Apparently, I am a teenage girl. I was surprised to learn this because to most people, I appear to be a 61-year-old woman. Yet, according to an internal Facebook study The Wall Street Journal obtained, my reaction to social media is the same as most teenage girls. It can make me feel unattractive and cause anxiety. But before we jump into my psychological issues, let’s take a step back.
I come from a family that took very few photos. Since I was the youngest of six, I was the least photographed baby and toddler. My mom tried to pass off one of my sister’s baby picture’s as mine. My sister has brown hair. I have red hair. It didn’t work. My parents never lined us up for family photos or took us to Sears so a professional could snap our gorgeous group. When photos were taken it seemed like everyone had their mouths open, eyes closed and bodies contorted in odd positions. Oh, and school pictures—yikes! Even my senior picture was a sight to behold. I decided early on I was never going to be a model thus the way I looked in photos didn’t matter. And here is the disconnect that still exists in my head today: The person in the photo who looked so uncomfortable or maybe a little chubby or whose eyes were wonky wasn’t me. In reality, I was an above average looking person and kind of cute so why worry. It worked until, well, it didn’t.
First came Facebook. It seemed harmless enough. I actually reconnected with a lot of people I lost track of. I could minimize the number of pictures I posted and often just let my kids, dogs or memes represent my thoughts. It was fun actually. People were nice to each other, stories were exchanged, and then things started to change. I regularly posted my columns and would get lots of likes and nice comments. It felt good. I was a Writer. Then as time went on, Facebook started to change. Politics made things really tough. I disagreed with people I liked and respected. Reading posts on Facebook wasn’t enjoyable anymore. I stopped posting my columns because, to be honest, it didn’t seem like anyone really was enjoying them much anymore.
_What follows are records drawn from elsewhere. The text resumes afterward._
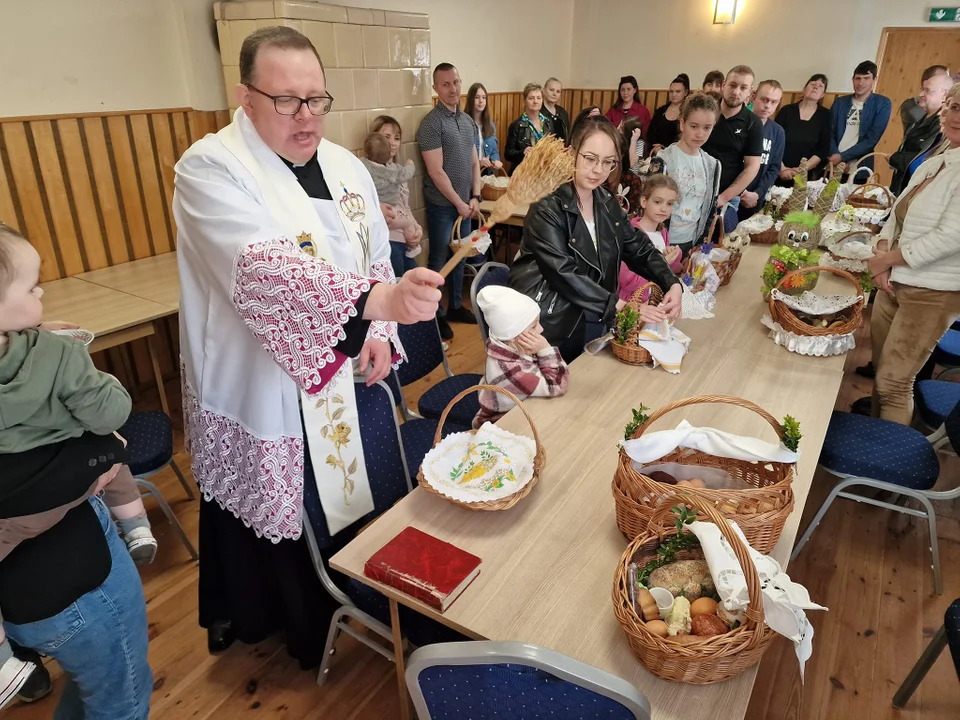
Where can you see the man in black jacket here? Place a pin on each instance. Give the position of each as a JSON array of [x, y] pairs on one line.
[[923, 135]]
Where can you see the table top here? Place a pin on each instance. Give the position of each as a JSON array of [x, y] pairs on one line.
[[548, 564], [100, 310], [155, 278]]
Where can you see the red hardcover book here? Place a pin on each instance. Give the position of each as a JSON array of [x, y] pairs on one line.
[[431, 570]]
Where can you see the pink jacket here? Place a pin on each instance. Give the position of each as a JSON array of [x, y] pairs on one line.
[[630, 281]]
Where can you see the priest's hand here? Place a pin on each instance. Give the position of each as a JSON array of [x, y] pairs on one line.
[[376, 354], [413, 299]]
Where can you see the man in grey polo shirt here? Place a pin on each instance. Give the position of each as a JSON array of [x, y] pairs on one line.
[[451, 187]]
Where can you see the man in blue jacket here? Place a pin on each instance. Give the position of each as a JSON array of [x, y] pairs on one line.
[[859, 120]]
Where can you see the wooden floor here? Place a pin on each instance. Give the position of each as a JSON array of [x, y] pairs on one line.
[[870, 569]]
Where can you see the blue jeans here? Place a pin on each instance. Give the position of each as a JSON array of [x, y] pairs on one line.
[[100, 641], [440, 221], [398, 258]]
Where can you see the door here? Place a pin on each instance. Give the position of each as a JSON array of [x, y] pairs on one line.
[[903, 56]]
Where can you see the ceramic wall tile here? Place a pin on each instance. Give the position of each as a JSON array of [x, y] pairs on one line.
[[340, 86], [420, 48], [321, 35], [366, 89], [399, 41], [309, 10], [376, 50], [349, 41]]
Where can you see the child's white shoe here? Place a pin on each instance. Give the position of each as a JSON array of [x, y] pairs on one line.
[[142, 545], [13, 674]]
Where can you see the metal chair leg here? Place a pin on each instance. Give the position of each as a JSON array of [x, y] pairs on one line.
[[183, 480], [171, 516], [921, 669]]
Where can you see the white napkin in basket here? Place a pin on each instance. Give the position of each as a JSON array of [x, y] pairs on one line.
[[784, 601], [654, 446]]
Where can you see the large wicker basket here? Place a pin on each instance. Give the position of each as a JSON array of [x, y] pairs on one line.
[[853, 315], [692, 659], [490, 192], [725, 268], [539, 459], [761, 509], [630, 352]]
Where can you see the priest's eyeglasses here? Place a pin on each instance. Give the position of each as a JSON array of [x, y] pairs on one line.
[[290, 105]]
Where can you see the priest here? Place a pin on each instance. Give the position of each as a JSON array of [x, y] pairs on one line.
[[287, 293]]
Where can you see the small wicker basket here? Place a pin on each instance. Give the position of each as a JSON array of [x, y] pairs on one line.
[[853, 315], [690, 658], [504, 503], [630, 352], [491, 192], [761, 509], [456, 236]]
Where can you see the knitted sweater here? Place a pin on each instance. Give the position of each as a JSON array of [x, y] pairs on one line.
[[542, 375]]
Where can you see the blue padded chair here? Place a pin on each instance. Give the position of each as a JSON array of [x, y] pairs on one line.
[[149, 437], [482, 680], [425, 352], [948, 634], [389, 483], [490, 274], [870, 452]]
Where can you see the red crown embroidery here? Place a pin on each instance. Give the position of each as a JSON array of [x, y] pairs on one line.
[[352, 205]]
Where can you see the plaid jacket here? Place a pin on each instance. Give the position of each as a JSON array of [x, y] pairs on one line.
[[542, 375]]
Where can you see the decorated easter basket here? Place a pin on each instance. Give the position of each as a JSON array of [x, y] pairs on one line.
[[629, 351], [691, 658], [760, 509], [502, 503]]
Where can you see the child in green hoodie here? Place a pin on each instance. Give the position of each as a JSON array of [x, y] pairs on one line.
[[50, 391]]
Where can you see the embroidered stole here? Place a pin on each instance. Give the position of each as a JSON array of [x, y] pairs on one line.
[[330, 418]]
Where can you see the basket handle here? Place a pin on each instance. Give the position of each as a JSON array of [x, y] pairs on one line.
[[710, 400], [754, 612], [818, 268], [493, 388], [455, 235]]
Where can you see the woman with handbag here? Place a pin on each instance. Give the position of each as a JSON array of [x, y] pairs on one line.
[[528, 129], [917, 268], [573, 243]]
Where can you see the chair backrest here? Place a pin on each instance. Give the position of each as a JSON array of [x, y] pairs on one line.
[[424, 349], [480, 680], [490, 274], [384, 458]]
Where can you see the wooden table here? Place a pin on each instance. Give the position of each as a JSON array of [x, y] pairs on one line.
[[119, 304], [548, 564]]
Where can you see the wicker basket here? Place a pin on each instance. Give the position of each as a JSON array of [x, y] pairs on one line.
[[761, 510], [539, 459], [456, 237], [630, 352], [725, 268], [853, 315], [692, 659], [489, 192]]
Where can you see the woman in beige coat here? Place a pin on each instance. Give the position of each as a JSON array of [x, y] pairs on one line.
[[917, 268]]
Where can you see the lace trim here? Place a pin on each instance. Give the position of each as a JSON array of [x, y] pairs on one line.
[[295, 305], [259, 481]]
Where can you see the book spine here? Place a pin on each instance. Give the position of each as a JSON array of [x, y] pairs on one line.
[[399, 582]]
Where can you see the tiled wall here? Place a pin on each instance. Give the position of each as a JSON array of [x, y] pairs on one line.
[[377, 62]]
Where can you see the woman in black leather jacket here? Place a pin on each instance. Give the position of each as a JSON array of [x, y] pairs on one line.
[[528, 129], [573, 243]]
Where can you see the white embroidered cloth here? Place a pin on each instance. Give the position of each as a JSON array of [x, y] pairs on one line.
[[784, 601], [818, 346], [812, 304], [488, 465], [653, 446]]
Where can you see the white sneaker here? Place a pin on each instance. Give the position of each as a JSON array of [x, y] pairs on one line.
[[142, 545], [13, 674]]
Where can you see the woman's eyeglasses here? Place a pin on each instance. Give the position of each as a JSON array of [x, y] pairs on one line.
[[591, 161]]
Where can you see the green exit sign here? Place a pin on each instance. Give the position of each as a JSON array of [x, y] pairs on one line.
[[944, 15]]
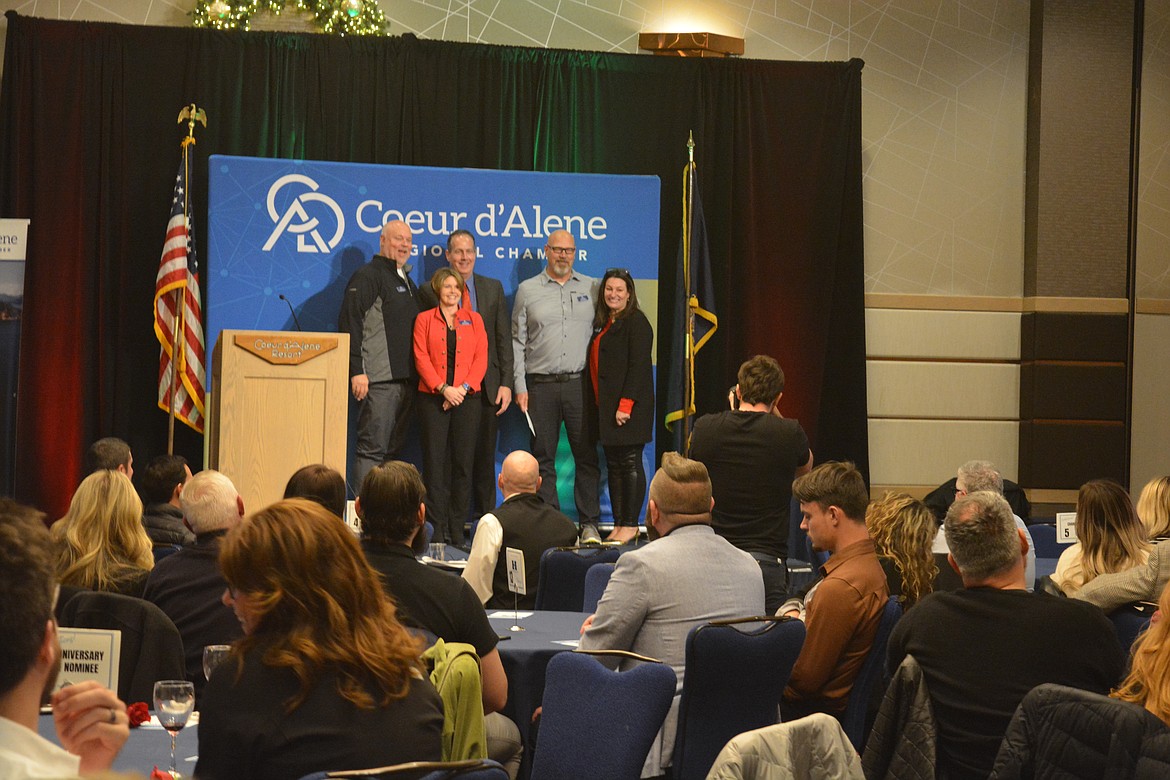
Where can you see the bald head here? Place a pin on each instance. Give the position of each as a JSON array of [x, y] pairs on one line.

Then came Instagram. I could post pictures of sunsets, my dogs but, more importantly, my grandson. I followed lots of interesting people, mostly funny ones. But then influencers snuck in. You know, those impossibly good-looking people who might be around your age but look 20 years younger. Their skin was impeccable! Not a brown spot from too much sun anywhere. Oh, and their hair! Even during the pandemic somehow they kept the grey away. And finally, their bodies were stunning, and they swore it was all yoga! Plus they had four kids, without pain meds of course, and could still rock a bikini. I was a slug! I needed to be better! Get some work done on my face and body, pronto!
Well, no. I still think I look pretty good. Perhaps I could lose some weight, get a nip and tuck and practice how to pose so I too can look good on Instagram, but no. Even though Instagram causes me anxiety, I think the solution is to unfollow any and all influencers and stick to pictures of dogs and funny people. Peace my Peeps.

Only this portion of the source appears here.